Derby County
- Chairman: Robert Maxwell
- Manager: Arthur Cox
- Stadium: Baseball Ground
- Second Division: 1st
- FA Cup: First round
- League Cup: Third round
- Top goalscorer: League: Bobby Davison (19) All: Bobby Davison (22)
- Highest home attendance: 21,485 vs. Portsmouth 4 March 1987
- Lowest home attendance: 8,531 vs.Chester City 27 August 1986
- Average home league attendance: 15,237
| Home colours | Away colours | Third colours |
- ← 1985-861987-88 →

= 1986–87 Derby County F.C. season =

The 1986–87 season was the 89th season of association football in the Football League played by Derby County F.C., an English football club based in Derby, Derbyshire. Their third-place finish in the 1985–86 season meant they were promoted to the second tier. Arthur Cox was the manager for his third season in charge. Derby won the Second Division in this season.

==Overview==

Derby County played in three competitions in the 1986-87 season.

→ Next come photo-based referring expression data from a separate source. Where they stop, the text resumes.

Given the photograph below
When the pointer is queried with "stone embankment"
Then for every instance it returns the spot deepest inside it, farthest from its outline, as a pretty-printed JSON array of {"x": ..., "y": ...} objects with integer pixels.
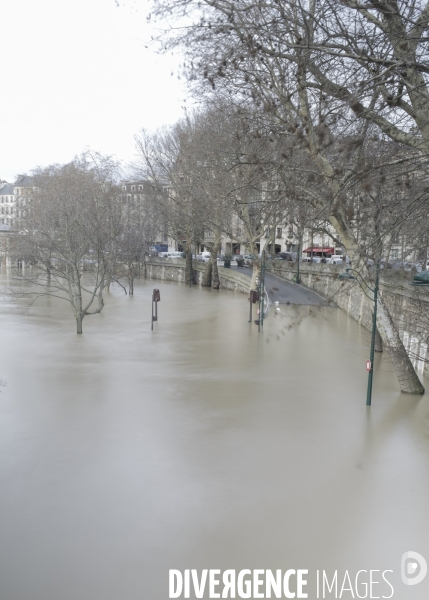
[
  {"x": 408, "y": 305},
  {"x": 174, "y": 270}
]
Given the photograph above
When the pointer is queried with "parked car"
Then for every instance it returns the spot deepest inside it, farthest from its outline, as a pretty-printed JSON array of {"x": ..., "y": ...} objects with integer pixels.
[{"x": 203, "y": 256}]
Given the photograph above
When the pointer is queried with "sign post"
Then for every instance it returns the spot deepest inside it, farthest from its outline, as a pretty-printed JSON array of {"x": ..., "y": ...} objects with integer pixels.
[{"x": 156, "y": 297}]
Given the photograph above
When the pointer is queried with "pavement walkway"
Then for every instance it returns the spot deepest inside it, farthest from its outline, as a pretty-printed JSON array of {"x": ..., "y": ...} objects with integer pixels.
[{"x": 286, "y": 292}]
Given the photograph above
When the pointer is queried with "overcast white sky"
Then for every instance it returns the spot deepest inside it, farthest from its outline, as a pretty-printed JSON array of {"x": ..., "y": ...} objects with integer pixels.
[{"x": 76, "y": 74}]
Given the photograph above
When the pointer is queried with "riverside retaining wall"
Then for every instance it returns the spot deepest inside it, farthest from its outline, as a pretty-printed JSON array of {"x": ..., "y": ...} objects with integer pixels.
[
  {"x": 174, "y": 270},
  {"x": 408, "y": 305}
]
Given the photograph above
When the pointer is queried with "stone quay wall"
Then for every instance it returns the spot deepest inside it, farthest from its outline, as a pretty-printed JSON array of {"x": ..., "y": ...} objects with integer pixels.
[
  {"x": 408, "y": 305},
  {"x": 174, "y": 270}
]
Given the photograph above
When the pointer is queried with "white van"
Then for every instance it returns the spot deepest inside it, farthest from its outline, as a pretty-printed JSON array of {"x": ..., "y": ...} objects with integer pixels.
[{"x": 203, "y": 256}]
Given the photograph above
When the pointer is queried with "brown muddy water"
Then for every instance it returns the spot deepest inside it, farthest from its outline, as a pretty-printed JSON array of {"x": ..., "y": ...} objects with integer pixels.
[{"x": 201, "y": 445}]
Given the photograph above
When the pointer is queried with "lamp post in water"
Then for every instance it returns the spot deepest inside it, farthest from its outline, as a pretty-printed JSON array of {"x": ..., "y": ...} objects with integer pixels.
[
  {"x": 374, "y": 291},
  {"x": 261, "y": 291},
  {"x": 156, "y": 297}
]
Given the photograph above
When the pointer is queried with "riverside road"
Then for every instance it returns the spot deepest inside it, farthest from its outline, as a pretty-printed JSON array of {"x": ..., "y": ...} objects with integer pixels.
[{"x": 286, "y": 292}]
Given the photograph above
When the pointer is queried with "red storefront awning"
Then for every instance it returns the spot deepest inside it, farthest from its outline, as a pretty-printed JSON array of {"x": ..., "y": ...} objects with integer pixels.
[{"x": 320, "y": 250}]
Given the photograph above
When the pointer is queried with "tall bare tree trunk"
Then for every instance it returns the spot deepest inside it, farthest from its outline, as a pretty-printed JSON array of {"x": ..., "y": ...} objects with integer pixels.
[
  {"x": 407, "y": 377},
  {"x": 378, "y": 346}
]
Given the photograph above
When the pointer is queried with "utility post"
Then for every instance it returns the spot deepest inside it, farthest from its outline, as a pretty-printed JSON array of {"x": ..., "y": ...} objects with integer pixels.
[
  {"x": 253, "y": 298},
  {"x": 156, "y": 297},
  {"x": 297, "y": 263}
]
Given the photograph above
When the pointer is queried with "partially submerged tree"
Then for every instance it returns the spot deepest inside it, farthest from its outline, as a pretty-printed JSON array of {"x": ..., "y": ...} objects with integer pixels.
[
  {"x": 71, "y": 218},
  {"x": 321, "y": 71}
]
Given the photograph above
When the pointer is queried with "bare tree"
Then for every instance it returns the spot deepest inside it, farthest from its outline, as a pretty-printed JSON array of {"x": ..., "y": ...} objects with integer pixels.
[
  {"x": 318, "y": 87},
  {"x": 72, "y": 217}
]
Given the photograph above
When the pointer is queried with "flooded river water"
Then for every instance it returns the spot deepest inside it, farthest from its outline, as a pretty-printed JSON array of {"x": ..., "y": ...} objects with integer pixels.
[{"x": 125, "y": 453}]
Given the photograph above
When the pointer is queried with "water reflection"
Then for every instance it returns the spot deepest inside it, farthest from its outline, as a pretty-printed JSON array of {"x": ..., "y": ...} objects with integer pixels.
[{"x": 125, "y": 452}]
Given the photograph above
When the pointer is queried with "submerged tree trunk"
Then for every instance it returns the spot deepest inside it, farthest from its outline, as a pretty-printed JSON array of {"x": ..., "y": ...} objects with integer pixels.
[{"x": 79, "y": 319}]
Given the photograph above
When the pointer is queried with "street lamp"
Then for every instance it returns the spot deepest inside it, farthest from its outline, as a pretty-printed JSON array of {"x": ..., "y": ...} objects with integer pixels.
[
  {"x": 261, "y": 291},
  {"x": 374, "y": 291}
]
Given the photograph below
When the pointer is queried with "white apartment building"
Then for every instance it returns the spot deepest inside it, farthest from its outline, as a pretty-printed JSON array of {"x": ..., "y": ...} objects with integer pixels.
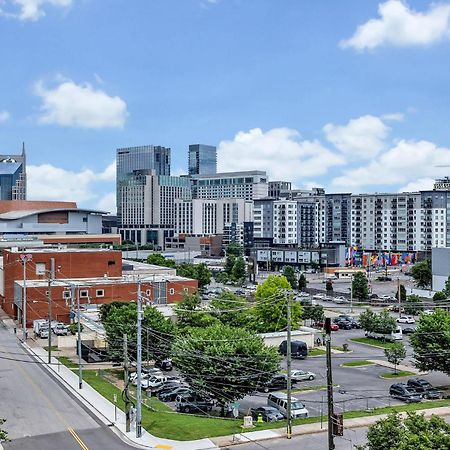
[
  {"x": 249, "y": 185},
  {"x": 210, "y": 216}
]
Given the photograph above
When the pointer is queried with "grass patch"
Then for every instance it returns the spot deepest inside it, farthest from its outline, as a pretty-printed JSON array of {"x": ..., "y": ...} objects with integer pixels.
[
  {"x": 53, "y": 347},
  {"x": 316, "y": 352},
  {"x": 187, "y": 427},
  {"x": 67, "y": 362},
  {"x": 373, "y": 342},
  {"x": 358, "y": 363},
  {"x": 398, "y": 374}
]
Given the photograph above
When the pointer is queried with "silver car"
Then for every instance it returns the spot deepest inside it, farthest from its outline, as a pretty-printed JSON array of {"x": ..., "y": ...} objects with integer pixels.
[{"x": 301, "y": 375}]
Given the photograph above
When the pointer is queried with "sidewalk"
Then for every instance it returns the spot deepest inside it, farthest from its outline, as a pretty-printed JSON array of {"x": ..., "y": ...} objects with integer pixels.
[
  {"x": 104, "y": 409},
  {"x": 312, "y": 428}
]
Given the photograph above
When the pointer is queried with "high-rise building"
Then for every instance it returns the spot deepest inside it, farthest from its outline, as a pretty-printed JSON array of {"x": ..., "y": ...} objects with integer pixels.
[
  {"x": 132, "y": 165},
  {"x": 249, "y": 185},
  {"x": 13, "y": 181},
  {"x": 202, "y": 159}
]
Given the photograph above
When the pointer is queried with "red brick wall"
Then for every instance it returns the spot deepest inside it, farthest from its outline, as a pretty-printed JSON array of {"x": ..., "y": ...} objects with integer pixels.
[{"x": 68, "y": 264}]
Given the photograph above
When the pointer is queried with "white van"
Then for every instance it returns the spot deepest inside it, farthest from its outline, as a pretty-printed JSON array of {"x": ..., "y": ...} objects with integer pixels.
[{"x": 278, "y": 400}]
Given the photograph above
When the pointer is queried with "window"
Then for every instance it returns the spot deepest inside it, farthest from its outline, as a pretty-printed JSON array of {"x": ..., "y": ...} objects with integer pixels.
[{"x": 40, "y": 268}]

The Football League Second Division, FA Cup, and Football League Cup.

The league season started on 23 August 1986 and finished on 9 May 1987. Derby finished first in the Second Division and won promotion to the First Division for the following season.

They entered the FA Cup in the first round of the FA Cup and lost 1-0 to Sheffield Wednesday on 26 January 1987.

Derby entered the League Cup in the first round and were knocked out of the League Cup in the third round by Aston Villa, losing 2-1.

==Players==

| Position | Nationality | Name |
|---|---|---|
| GK | ENG | Mark Wallington |
| GK | ENG | Eric Steele |
| GK | ENG | Martin Taylor |
| DF | ENG | Rob Hindmarch |
| DF | ENG | Richard Pratley |
| DF | ENG | Paul Blades |
| DF | ENG | Mike Forsyth |
| DF | ENG | David Linighan |
| DF | ENG | Ross MacLaren |
| DF | ENG | Graham Harbey |
| DF | ENG | Mel Sage |
| MF | ENG | Mark Lillis |
| MF | ENG | John Gregory |
| MF | ENG | Gary Micklewhite |
| MF | ENG | David Penney |
| MF | WAL | Geraint Williams |
| MF | ENG | Mickey Lewis |
| MF | ENG | Steve McClaren |
| MF | ENG | Steve Cross |
| FW | ENG | Nigel Callaghan |
| FW | IRE | Jeff Chandler |
| FW | ENG | Andy Garner |
| FW | ENG | Bobby Davison |
| FW | ENG | Phil Gee |

==Kit==
The kit for this season was manufactured by sportswear company OSCA. The home kit was traditional white, but with yellow and blue trim on the collar and arms. The away kit had light and dark blue vertical stripes.

The main sponsor for the kit was Sportsweek. This was the only season they sponsored the shirt. By the end of the season Sportsweek had closed down and chairman Robert Maxwell's BPCC took over as shirt sponsor.